Wallace and Darwin in front of the Sunsphere.
Wallace and Darwin in front of the Sunsphere.
Darwin is well known as the discoverer of natural selection, but Wallace independently came up with the same idea. His letter to Darwin about this discovery prompted the normally cautious Darwin to finally go public with his ideas and their work was presented at the same time. Wallace was also an expert on distributions of animals and plants: biologists still talk about Wallace’s line, which separates fauna found in Australia from those in Asia and which comes about due to deep channels causing water barriers to remain even as sea levels fall.
Last year, Darwin Day TN commissioned two wearable puppets of Darwin and Wallace. The Darwin Day events draw a large audience from UT, and the teacher workshop draws teachers from around East TN, but we wanted to draw in more participants from the larger Knoxville community, and one hope was that these puppets would help attract attention and spur discussion. They are being deployed both on campus and downtown, including First Friday.

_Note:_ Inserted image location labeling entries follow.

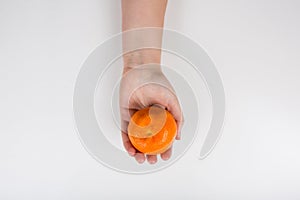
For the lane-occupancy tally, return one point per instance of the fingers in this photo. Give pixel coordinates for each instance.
(127, 144)
(175, 109)
(167, 154)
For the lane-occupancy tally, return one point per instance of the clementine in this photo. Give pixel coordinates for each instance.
(152, 130)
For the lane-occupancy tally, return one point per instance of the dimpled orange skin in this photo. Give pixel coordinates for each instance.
(157, 143)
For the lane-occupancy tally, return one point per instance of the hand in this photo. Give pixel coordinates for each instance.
(141, 87)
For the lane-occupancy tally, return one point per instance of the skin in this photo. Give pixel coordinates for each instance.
(143, 66)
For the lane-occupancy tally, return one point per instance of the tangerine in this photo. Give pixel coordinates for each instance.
(152, 130)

Darwin Day runs multiple events for outreach. This year it will have a keynote talk about Alfred Russel Wallace at 7 pm on Tuesday, Feb. 11 in the UC Auditorium by Harvard Lecturer Andrew Berry. There will also be lunchtime talks about Darwin and humans at 12:30 on Tuesday by Andrew Berry and about past issues with teaching evolution at 12:30 on Wednesday by Nick Matzke, a postdoc at UT who is a former staff member of the National Center for Science Education. There is also an information booth on the UT campus, a teacher workshop, and various movie screenings (the Darwin Day website has more information).
Wallace and Darwin in Market Square, along with (left to right) Ecology and Evolutionary Biology graduate students John Reese, Cedric Landerer, and Angela Chuang.
Wallace and Darwin in Market Square, along with (left to right) Ecology and Evolutionary Biology graduate students John Reese, Cedric Landerer, and Angela Chuang.
 Knoxville has hosted numerous evolution-related academic meetings bringing in hundreds to thousands of scientists, including the American Association of Physical Anthropologists in 2013, the Entomology Society of America in 2012, and the joint Evolution meeting of the Society for the Study of Evolution, the American Society of Naturalists, and the Society of Systematic Biologists in 2001.